Nel Medioevo, quando il sacerdote portava la Sacra Comunione ad una casa, si dava il benvenuto a Cristo nella casa, ripetendo le stesse parole del centurione. Non si scusavano per la mancanza di pittura o per i mobili rotti. Ammettevano la loro indegnità nel far entrare il Signore sotto il loro tetto, e molto meno nella casa dei loro cuori. Ammettevano di non meritare un ospite tanto buono, benché riconoscessero che avevano bisogno di lui e lo ricevevano con molto piacere. In modo naturale, questa frase si aggiunse nella messa per tutti noi.

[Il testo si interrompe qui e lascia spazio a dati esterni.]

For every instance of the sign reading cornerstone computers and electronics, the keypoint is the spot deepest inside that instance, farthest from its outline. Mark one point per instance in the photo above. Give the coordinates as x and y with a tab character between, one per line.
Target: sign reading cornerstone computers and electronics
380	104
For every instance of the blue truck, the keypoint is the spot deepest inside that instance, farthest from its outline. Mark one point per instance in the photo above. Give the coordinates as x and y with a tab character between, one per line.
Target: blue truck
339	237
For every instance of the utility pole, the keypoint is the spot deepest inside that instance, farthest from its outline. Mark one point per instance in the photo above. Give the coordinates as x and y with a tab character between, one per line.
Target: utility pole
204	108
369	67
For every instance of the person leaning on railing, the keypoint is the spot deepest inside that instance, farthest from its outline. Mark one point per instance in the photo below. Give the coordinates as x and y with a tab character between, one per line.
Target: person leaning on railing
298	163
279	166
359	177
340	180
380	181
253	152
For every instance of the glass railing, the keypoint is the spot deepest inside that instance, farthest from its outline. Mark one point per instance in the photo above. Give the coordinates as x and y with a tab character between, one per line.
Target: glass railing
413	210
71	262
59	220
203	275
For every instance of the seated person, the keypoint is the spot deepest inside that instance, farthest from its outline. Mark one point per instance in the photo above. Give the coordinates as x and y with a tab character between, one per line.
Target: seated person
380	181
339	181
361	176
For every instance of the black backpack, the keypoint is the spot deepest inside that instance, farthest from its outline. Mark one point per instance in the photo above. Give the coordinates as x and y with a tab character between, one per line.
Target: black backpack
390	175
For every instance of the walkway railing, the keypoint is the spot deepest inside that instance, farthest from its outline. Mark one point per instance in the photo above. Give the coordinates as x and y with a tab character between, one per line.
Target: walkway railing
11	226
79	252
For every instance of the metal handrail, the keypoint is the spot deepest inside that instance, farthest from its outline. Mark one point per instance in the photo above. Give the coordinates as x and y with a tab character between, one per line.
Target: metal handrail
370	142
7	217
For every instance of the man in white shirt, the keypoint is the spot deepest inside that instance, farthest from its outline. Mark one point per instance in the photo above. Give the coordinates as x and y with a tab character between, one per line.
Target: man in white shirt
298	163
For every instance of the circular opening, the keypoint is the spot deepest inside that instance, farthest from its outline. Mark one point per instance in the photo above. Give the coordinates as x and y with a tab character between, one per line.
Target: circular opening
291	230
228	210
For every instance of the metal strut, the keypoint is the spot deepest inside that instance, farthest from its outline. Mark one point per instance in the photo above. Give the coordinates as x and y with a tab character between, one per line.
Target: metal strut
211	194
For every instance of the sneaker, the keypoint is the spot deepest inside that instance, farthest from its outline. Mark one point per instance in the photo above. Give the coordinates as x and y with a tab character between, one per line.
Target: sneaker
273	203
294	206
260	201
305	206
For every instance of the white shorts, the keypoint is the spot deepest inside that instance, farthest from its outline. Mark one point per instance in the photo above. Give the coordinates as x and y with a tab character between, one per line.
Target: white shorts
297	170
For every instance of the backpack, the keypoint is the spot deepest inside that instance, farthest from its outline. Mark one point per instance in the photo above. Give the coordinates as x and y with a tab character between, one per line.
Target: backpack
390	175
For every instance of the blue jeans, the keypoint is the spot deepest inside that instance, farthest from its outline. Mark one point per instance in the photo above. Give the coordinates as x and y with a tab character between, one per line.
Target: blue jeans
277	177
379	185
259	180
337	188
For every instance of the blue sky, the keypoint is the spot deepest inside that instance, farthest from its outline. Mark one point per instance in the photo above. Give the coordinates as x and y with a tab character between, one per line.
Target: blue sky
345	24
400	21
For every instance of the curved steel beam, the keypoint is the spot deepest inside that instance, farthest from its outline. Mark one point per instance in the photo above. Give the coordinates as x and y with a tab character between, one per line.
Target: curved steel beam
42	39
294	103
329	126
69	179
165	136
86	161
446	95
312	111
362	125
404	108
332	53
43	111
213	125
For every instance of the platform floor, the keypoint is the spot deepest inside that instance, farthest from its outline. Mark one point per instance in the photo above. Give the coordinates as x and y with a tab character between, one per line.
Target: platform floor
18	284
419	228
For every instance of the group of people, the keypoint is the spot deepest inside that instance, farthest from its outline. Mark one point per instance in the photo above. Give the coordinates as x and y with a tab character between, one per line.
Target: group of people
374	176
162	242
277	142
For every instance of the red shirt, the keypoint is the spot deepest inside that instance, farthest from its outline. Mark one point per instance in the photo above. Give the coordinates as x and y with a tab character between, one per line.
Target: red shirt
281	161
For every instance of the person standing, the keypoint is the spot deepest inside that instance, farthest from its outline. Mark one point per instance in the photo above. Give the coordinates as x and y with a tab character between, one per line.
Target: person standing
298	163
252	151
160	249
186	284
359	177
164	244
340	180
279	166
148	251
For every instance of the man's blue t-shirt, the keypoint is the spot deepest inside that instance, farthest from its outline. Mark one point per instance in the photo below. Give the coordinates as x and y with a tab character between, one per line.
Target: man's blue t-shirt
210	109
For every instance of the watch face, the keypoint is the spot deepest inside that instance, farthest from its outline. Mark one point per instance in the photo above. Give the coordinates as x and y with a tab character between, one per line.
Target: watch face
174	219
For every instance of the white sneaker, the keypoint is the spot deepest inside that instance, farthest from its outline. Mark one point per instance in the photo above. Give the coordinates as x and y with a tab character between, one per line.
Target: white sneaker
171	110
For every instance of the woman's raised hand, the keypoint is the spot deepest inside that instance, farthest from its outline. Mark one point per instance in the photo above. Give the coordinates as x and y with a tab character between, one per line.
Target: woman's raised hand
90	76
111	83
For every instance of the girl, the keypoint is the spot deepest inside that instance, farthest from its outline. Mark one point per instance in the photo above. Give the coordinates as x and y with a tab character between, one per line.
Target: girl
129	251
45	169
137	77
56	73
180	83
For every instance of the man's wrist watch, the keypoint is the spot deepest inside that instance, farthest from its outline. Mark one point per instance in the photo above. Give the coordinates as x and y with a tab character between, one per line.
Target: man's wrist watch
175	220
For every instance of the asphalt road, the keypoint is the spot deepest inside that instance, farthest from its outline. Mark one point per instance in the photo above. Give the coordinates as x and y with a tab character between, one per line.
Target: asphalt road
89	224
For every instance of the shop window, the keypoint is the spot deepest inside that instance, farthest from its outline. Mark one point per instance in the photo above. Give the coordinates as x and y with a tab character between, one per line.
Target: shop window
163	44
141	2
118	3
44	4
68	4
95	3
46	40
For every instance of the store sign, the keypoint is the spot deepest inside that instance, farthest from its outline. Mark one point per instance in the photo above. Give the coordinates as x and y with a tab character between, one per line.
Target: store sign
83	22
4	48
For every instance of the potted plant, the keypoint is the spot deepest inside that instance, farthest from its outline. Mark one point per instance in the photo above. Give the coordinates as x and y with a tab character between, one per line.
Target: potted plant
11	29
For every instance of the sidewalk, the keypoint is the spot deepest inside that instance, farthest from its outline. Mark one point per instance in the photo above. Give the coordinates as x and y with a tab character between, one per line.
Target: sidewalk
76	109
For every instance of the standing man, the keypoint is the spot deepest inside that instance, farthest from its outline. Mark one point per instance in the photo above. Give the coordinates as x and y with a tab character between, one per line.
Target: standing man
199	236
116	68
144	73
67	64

Ripetendo le parole del centurione sulla mia indegnità di ricevere Gesù, non solo chiedo il perdono, ma anche la cura. Ammetto che sono un peccatore che ha bisogno del tocco sanante di Gesù per trasformare la mia vita. Ricevendolo nella Comunione, ammetto la mia debolezza e la mia necessità di questo alimento medicinale.
– Nella mia casa. Questo può aiutarmi a pensare a come Gesù fa la sua casa in me, a come devo fare la mia in lui. Devo dargli il benvenuto, ascoltarlo ed aspettarlo come fecero Marta e Maria quando ricevettero Cristo sotto il loro tetto. Può portarmi a pensare a come porto Cristo con me quando esco da Messa, nel mio cuore, nel cuore della mia casa. Egli deve essere quell’invitato silenzioso ed invisibile sotto il mio tetto. L’ho ricevuto nella Sacra Comunione e devo essere cosciente che Egli cammina con me nella mia vita quotidiana.